Municipales 2026 à Nîmes : Franck Proust troisième, une fusion qui n'a pas pris
Les résultats des élections municipales 2026 à Nîmes ont été dévoilés ce 22 mars, et ils réservent une déception amère pour Franck Proust. Le candidat de l'union de la droite et du centre n'arrive qu'en troisième position avec 21,51% des voix, un score bien en deçà des attentes après la fusion des listes.
Une ambiance morose dans la permanence
Quand Franck Proust arrive vers 21 heures à sa permanence, accompagné de Gerardo Marzo, c'est dans un silence lourd de sens qui en dit long sur l'état d'esprit de ses troupes. "C'est une grande tristesse, les résultats sont là, indiscutés et indiscutables", réagit le candidat, visiblement affecté par cette contre-performance.
Le contraste est saisissant avec le premier tour où sa liste et celle de Julien Plantier avaient cumulé plus de 35%. La fusion entre les deux camps ne s'est pas révélée aussi fructueuse qu'espérée.
"Une fusion, c'est toujours très difficile"
"Je souhaite le meilleur pour Nîmes et pour les Nîmois", déclare Franck Proust, tout en reconnaissant du bout des lèvres que la marche était trop haute. "Une fusion, c'est toujours très difficile", poursuit-il, adressant un message à son adversaire Vincent Bouget.
Le candidat battu insiste sur l'héritage de Jean-Paul Fournier : "J'espère que les 25 ans de Jean-Paul Fournier ne seront pas effacés. Nîmes est une ville qui est belle, une ville qui rayonne, mais qui reste fragile". Il refuse cependant de parler de son avenir personnel, laissant planer le doute sur ses projets politiques.
Des militants divisés et déçus
L'ambiance dans la permanence est particulièrement morose. Depuis plus d'une heure, les colistiers étaient arrivés au compte-goutte, certains ne cachant pas leur envie de partir le plus vite possible. La réconciliation d'entre deux tours a laissé des traces visibles : les deux camps restent à distance, l'un dans la salle du haut, l'autre dans la salle du bas.
Franck Proust prend finalement un micro pour s'adresser à ses militants : "On n'a pas réussi. On s'est tous battus, c'était très compliqué, on n'a pas su s'imposer, malgré la fusion". Il cite fièrement son travail à l'agglo, aux côtés de Jean-Paul Fournier et Jean Bousquet, ainsi qu'au Parlement européen.

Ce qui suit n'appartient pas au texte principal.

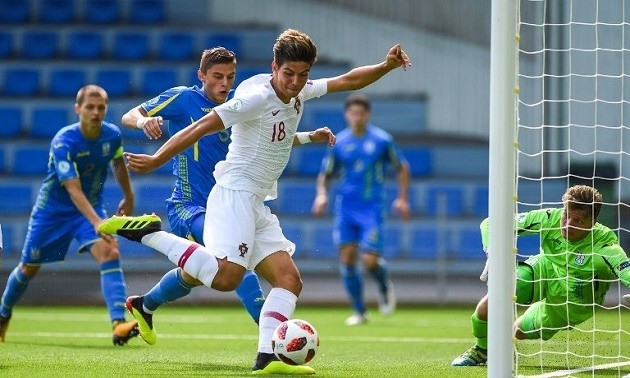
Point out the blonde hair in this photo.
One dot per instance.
(583, 198)
(91, 90)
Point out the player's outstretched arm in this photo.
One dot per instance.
(183, 139)
(362, 76)
(136, 118)
(125, 207)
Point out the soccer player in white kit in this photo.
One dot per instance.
(240, 232)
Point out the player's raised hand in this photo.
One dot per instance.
(320, 205)
(141, 163)
(151, 126)
(397, 57)
(323, 135)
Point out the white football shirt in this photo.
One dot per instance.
(262, 134)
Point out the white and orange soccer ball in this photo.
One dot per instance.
(295, 342)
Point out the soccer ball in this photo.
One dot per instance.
(295, 342)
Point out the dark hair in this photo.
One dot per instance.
(216, 55)
(91, 90)
(294, 46)
(358, 99)
(583, 198)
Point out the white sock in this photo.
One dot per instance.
(278, 307)
(193, 258)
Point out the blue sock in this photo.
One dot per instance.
(16, 286)
(113, 289)
(251, 295)
(354, 285)
(380, 274)
(171, 287)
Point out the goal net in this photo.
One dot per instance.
(573, 128)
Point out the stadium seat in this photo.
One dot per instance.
(310, 160)
(296, 198)
(6, 45)
(323, 243)
(101, 11)
(176, 46)
(46, 121)
(11, 117)
(39, 44)
(117, 82)
(85, 45)
(56, 11)
(147, 12)
(419, 159)
(14, 11)
(30, 160)
(21, 82)
(425, 242)
(157, 80)
(131, 46)
(451, 197)
(66, 82)
(230, 41)
(21, 201)
(470, 246)
(392, 247)
(331, 117)
(480, 201)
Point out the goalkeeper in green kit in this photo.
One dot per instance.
(565, 283)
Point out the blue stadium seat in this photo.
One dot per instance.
(131, 46)
(323, 244)
(310, 160)
(147, 12)
(528, 245)
(480, 201)
(6, 45)
(11, 117)
(157, 80)
(419, 159)
(150, 198)
(393, 246)
(56, 11)
(296, 198)
(66, 82)
(469, 246)
(39, 44)
(231, 41)
(176, 46)
(424, 242)
(101, 11)
(47, 120)
(85, 45)
(20, 203)
(453, 200)
(30, 160)
(14, 11)
(21, 82)
(117, 82)
(331, 117)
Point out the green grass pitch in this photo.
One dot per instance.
(221, 341)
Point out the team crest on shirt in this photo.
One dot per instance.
(580, 259)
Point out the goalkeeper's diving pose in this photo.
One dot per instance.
(567, 281)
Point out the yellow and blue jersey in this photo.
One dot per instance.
(192, 168)
(361, 162)
(72, 156)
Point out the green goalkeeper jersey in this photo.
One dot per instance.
(579, 272)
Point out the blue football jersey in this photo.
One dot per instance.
(72, 156)
(182, 106)
(361, 162)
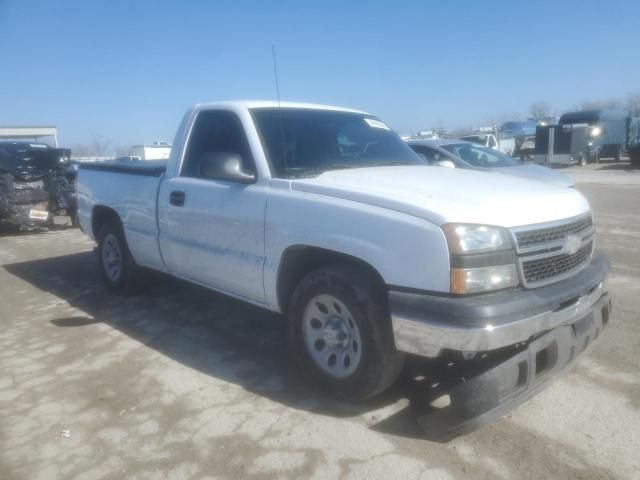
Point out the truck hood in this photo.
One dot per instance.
(537, 172)
(445, 195)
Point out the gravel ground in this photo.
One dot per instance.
(184, 383)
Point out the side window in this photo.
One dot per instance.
(216, 131)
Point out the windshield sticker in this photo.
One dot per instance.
(376, 123)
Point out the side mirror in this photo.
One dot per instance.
(224, 166)
(446, 163)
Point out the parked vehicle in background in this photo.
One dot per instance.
(493, 141)
(523, 134)
(129, 158)
(562, 145)
(325, 215)
(155, 151)
(467, 155)
(633, 140)
(37, 182)
(607, 132)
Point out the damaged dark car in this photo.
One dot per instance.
(37, 183)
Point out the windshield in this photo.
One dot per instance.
(475, 139)
(301, 142)
(480, 157)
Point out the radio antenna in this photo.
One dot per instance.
(275, 71)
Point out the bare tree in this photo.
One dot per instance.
(539, 110)
(633, 104)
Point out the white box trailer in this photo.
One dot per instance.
(155, 151)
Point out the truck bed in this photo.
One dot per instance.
(131, 190)
(153, 168)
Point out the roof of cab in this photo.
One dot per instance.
(435, 142)
(272, 104)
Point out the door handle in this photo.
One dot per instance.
(176, 198)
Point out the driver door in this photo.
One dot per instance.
(212, 230)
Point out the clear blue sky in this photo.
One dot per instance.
(127, 70)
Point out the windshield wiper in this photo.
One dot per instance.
(314, 172)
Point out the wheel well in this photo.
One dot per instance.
(100, 216)
(298, 261)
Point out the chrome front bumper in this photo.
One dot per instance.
(428, 325)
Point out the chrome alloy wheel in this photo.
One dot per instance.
(331, 336)
(112, 257)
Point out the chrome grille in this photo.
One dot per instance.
(548, 253)
(540, 270)
(552, 234)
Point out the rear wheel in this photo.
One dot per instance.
(341, 332)
(119, 271)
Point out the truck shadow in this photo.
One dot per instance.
(224, 338)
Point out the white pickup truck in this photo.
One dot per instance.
(325, 215)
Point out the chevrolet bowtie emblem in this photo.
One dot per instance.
(572, 244)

Des réactions contrastées dans les rangs
Les réactions parmi les soutiens de Franck Proust sont variées :
- Ludivine Furnon, championne olympique engagée à ses côtés, confie : "C'était vraiment une belle aventure, une expérience formidable, même si on ne gagne pas, je ne regrette rien".
- Emmanuel Carrière se désole : "C'est la loi de la démocratie, il y avait une volonté d'alternance".
- Une ancienne colistière de Julien Plantier s'exclame : "Quelle déculottée ! Ce n'était pas le bon candidat", avant de quitter les lieux sans prendre la parole.
Certains évoquent déjà l'intérêt d'une union des droites plus large, tandis que d'autres voient l'avenir se dégager pour Julien Plantier à la tête de l'opposition.
La fin d'un cycle
"C'est la vie politique, on perd, on gagne, on reperd, on regagne, c'est comme ça", philosophe Franck Proust en encourageant les jeunes militants à poursuivre le combat. Mais le constat est amer : "Un cycle se termine", murmure l'ancien candidat en s'éclipsant, marquant la fin d'une campagne qui n'a pas su convaincre les électeurs nîmois.
Les divisions internes, la difficulté de la fusion et le désir d'alternance des électeurs semblent avoir eu raison de cette union droite-centre qui promettait pourtant de rassembler au-delà des clivages traditionnels.